When Sprint launched Spark in its first five cities Oct. 30, it offered the example of downloading a 60-minute podcast, which it said customers could do in 10 minutes over 3G, 52 seconds over 4G and 7 seconds over Spark.
Sprint plans to extend Spark to 100 cities over the next three years. Currently, only a few phones, with tri-band functionality, can take advantage of Spark (the iPhone is not among them). The technology is expected to also improve call quality, as Sprint also rolls out HD Voice.
"In the growing number of markets where the upgrades are nearly complete, our customers are noticing," Bob Azzi, Sprint chief network officer, said in a statement.
"Re-engineering our entire network has been a big undertaking, but now it's delivering tangible benefits to our customers," he said. "With the announcement of Sprint Spark, the increasing availability of 4G LTE and the improvements we have made to our voice network, we're full speed ahead for 2014."
Sprint says all the construction dust it kicked up in 2013 was in the service of a full-speed-ahead 2014.
This past year Sprint sold a 78 percent stake in its business
to Japanese carrier Softbank for $21.6 billion, a sum that enabled it to more aggressively expand its LTE network and move ahead with other initiatives.

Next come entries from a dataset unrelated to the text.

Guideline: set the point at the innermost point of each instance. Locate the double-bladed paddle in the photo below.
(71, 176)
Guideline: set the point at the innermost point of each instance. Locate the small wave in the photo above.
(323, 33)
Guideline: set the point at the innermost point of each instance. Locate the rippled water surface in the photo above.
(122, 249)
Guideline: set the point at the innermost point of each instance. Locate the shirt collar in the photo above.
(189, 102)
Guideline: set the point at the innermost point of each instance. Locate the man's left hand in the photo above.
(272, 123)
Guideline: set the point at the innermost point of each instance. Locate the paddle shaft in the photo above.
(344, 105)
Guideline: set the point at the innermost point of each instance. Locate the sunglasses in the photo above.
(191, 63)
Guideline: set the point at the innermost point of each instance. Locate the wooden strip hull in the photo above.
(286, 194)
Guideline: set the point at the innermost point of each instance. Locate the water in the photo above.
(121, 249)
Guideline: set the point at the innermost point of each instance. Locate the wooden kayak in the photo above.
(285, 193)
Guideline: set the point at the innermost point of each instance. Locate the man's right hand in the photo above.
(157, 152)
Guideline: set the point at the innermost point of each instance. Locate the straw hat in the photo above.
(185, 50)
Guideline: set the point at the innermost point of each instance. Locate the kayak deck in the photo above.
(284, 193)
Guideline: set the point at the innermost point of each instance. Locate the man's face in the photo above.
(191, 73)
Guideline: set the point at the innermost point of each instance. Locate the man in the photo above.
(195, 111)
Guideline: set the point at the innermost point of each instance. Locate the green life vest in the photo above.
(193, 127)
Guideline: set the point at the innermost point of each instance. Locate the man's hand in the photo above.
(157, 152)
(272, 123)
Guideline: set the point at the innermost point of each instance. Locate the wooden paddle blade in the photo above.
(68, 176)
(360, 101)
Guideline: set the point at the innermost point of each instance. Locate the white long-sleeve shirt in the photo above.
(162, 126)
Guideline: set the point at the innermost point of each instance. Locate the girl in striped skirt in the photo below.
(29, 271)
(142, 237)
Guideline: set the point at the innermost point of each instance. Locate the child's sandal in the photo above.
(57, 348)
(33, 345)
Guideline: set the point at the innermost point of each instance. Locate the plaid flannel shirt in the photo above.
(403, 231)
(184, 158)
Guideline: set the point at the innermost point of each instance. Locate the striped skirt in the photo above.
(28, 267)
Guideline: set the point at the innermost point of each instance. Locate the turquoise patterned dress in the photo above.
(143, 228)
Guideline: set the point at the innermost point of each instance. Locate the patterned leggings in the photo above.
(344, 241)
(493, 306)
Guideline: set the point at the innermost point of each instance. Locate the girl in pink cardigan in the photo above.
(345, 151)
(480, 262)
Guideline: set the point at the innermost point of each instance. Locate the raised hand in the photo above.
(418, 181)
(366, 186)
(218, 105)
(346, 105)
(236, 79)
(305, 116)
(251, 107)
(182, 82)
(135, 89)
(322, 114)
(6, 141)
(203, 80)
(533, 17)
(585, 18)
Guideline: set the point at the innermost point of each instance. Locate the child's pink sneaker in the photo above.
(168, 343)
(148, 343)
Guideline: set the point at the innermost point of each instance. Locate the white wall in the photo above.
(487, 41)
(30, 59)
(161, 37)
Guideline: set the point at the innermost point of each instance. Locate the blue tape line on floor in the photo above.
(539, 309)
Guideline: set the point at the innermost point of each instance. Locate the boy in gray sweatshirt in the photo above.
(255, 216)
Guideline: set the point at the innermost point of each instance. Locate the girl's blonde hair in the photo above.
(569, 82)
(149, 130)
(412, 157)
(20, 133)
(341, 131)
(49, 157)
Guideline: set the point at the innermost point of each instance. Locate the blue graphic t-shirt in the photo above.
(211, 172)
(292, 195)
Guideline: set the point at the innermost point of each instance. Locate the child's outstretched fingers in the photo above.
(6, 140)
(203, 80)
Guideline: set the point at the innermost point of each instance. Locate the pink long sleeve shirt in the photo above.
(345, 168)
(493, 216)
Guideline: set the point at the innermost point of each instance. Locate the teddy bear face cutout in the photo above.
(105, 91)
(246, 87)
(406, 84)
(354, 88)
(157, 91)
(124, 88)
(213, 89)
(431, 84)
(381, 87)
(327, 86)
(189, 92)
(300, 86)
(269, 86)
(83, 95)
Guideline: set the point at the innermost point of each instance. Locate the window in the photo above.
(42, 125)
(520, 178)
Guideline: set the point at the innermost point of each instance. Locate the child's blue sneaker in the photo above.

It also acquired the approximately 50 percent share of 4G partner Clearwire it didn't already own, giving it the contiguous 2.5GHz spectrum it needed to launch Sprint Spark. It also acquired spectrum from U.S. Cellular, significantly increasing its capacity in the Midwest, particularly Chicago.
Lastly, though hardly least, it shut down its Nextel iDEN network—"ripped out" was a phrase it used over and over, suggesting the literal construction effort that was under way—and had to work aggressively to transition its iDEN customers to its LTE network, though many were lost to competitors.
Sprint CEO Dan Hesse said during an Oct. 30 third-quarter 2013 earnings call that he's been describing the point Sprint's at in its transition as "building the last little pig's brick house."
He added, "We're finally turning a corner on this massive project and seeing light at the end of the tunnel."
With its brick house in place, Sprint's next initiative may be a merger. The Wall Street Journal
reported Dec. 13 that Sprint is considering trying to buy T-Mobile
, in a deal that could be valued at more than $20 billion. According to the report, Sprint is studying the regulatory concerns and may make a bid in the first half of 2014.